Python Forum
Can someone help me optimize this game for large number of strings - Printable Version

+- Python Forum (https://python-forum.io)
+-- Forum: Python Coding (https://python-forum.io/forum-7.html)
+--- Forum: Homework (https://python-forum.io/forum-9.html)
+--- Thread: Can someone help me optimize this game for large number of strings (/thread-27878.html)

Pages: 1 2


Can someone help me optimize this game for large number of strings - Emekadavid - Jun-25-2020

I was given an assignment to create a game that takes a string as input and then evaluate the substrings starting with a consonant and the substrings starting with a vowel and print out which side, the vowel side or the consonant side, has a higher count. If a substring within a consonant or vowel repeats, the score for that substring is increased by one. Like if within a string like 'banana' substrings starting with consonants are b, ba, bana, banan, n, n, na, nan, etc, you can see that n and na repeats so they have scores of 2 while the rest have scores of 1. I will total the scores on the consonent side and compare it with the scores on the vowel side and print out the winner or if there is a draw. Please, can someone show me how to optimize this code to accept long strings. That is where the code fails. It gives runtime error to me or hangs my ide.
def subsConsonant(text, startswith):
    ''' text - the string that we used as input 
        startswith - the string of vowels 
        ---
        returns a list of the substrings in the text that starts
             with a consonant 
    '''
    dlist = [text[i:j+1] for i in range(len(text)) for j in range(i, len(text)) if text[i] not in startswith]
    return dlist
    
def subCount(aList):
    ''' aList - a list 
    ---
    creates a dictionary from the list, the keys as the unique items in
    the list and the values as the count of each of the items
    ---
    returns the sum of the count of all the keys in the dictionary 
    '''
    countDict = {}
    for i in range(len(aList)):
        if aList[i] in countDict:
            countDict[aList[i]] += 1
        else :
            countDict[aList[i]] = 1
    theSum = sum(value for value in countDict.values())
    return theSum

def subsVowels(text, startswith):
    ''' text - string, the input string
        startswith - the string of vowels
    ---
    if a letter in text is a vowel, it takes all the substrings 
    of that letter in the text and appends it to a list. 
    ---
    returns the list of substrings starting with a vowel 
    '''
    dlist = [text[i:j+1] for i in range(len(text))for j in range(i, len(text)) if text[i] in startswith]
    return dlist

def gameDecision(stuartScore, kevinScore):
    '''
    stuartScore - the score attributed to Stuart in the game 
    kevinScore - the score attributed to Kevin in the game 
    ---
    evaluates which of the scores is higher and prints out the 
    higher score, otherwise it is a draw and it prints this out. 
    ---
    return None
    '''
    if stuartScore > kevinScore : 
        print('Stuart', stuartScore)
    elif kevinScore > stuartScore :
        print('Kevin', kevinScore)
    else :
        print('Draw')
        
def minion_game(string):
    # your code goes here
    assert 0<len(string)<=1000000
    vowels = 'AEIOU'
    stuartScore = subCount(subsConsonant(string, vowels))
    kevinScore = subCount(subsVowels(string, vowels))
    gameDecision(stuartScore, kevinScore)

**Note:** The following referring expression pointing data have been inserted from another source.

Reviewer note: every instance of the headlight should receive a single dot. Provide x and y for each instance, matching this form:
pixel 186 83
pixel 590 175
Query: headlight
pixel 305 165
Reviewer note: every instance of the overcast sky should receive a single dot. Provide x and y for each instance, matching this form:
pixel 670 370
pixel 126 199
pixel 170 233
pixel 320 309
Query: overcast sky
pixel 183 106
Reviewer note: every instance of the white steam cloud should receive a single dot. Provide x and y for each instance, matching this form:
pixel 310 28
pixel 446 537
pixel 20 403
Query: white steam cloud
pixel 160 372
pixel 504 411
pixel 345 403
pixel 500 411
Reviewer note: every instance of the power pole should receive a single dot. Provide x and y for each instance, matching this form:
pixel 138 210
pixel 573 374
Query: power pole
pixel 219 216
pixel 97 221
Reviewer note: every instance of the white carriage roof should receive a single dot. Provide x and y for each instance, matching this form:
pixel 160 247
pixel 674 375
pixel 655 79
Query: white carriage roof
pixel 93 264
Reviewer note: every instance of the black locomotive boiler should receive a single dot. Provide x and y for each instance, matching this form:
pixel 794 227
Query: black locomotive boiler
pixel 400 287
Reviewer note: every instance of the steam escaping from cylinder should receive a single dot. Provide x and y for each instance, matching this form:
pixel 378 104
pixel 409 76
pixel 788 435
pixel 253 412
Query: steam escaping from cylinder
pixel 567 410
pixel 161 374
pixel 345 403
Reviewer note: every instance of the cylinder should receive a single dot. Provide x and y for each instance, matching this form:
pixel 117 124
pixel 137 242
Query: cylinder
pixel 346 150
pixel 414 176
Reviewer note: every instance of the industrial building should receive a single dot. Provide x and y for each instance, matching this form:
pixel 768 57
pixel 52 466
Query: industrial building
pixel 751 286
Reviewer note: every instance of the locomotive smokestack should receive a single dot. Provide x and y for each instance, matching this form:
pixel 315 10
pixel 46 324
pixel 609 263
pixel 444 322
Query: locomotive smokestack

if __name__ == '__main__':
    s = input()
    minion_game(s)
If you give it a string like 'BANANA' it will output
Output:
'Stuart 12',
that is Stuart is the winner who is the consonant side with a score of 12. I have attached a txt file with a string of very long length that did not succeed with the game. If someone can try out the txt file and show me how to make it succeed, I will be grateful. The text file is named testcase.txt.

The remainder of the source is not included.